Gieseke said his book generated requests to speak at events in London and South Africa. He said he has not intention of making his proposals a focus of any campaign he would run unless voter demand for it were to emerge during the campaign. He said he wants to instead focus on the immediate needs of the district.

Potential legislative focus

Gieseke is running for the Independence Party of Minnesota's endorsement in the race. He said he has not fully formed a platform yet for any potential run. He said his run would focus on an approximately six-week campaign with around half the time spent meeting with the district's businesses and organizations to learn their needs. He said he would narrow the comments and suggestions down into his platform.

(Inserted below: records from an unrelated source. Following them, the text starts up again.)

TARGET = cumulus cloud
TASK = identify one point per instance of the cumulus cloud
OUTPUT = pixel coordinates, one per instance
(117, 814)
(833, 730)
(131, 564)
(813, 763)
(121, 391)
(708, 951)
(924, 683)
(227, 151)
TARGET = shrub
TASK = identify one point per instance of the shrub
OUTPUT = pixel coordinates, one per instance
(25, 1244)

However, Gieseke said he would definitely put an emphasis on pushing for a hybrid approach to tackling public issues with an emphasis on collaborations between private business and the government. He said people too often turn immediately to government to fill the needs. He said private business can fill the end extensions of government much more cheaply and efficiently, particularly the more local the involvement gets in a community. He added that he does not object to government involvement altogether and said government is still essential as a core to any effort.

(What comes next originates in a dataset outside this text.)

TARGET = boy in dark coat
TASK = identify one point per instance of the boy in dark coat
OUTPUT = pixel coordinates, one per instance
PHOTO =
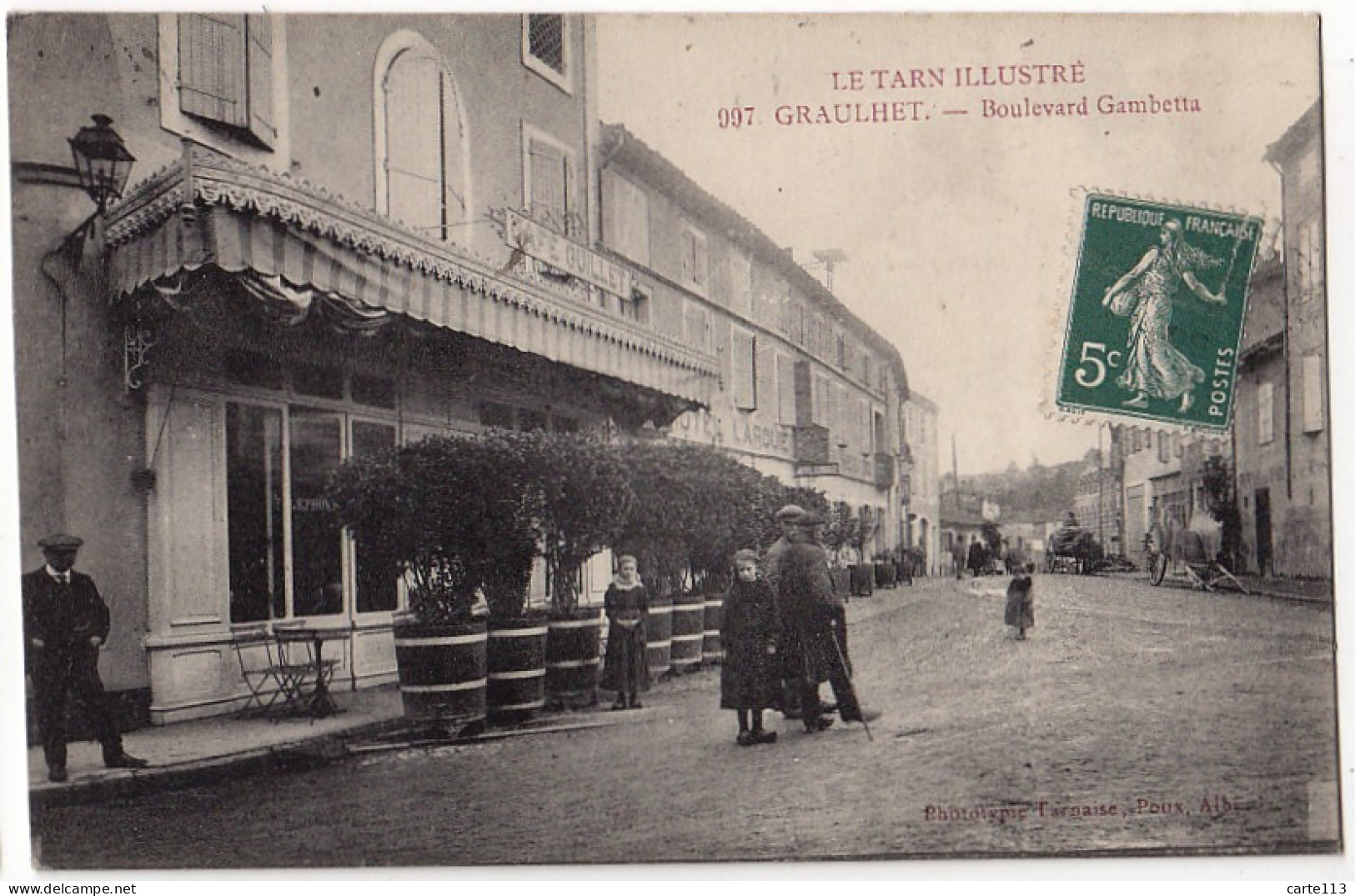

"[Private business] is simply taking the baton from government as its [programs] move more locally into a community," said Gieseke.

He said the arrival of new tools for businesses over the last decade, such as social networks, have been the key factor in making a hybrid approach preferable.

"That's why I'm running with the Independence Party. The other parties are fairly rigid, and it would be difficult for new ideas to be heard," said Gieseke. "That's why the Independence Party intrigued me as a vehicle for a new message."

He also said he would take up the specific issues of pushing for four-lane expansion on Highway 14 and streamlining agriculture and natural resources regulations, particularly with water quality control.

He said he has no interest in taking up any social issues causes unless it becomes important for voters of the district. He said he hopes the upcoming session of the Minnesota Legislature is not bogged down in social issues over more pressing state issues.

This is potentially Gieseke's first time running for statewide office. His only prior experience was serving on the city council for the City of Carver from 1997 to 1998.

He said he expects to make his final announcement on whether he will run in the next couple of weeks.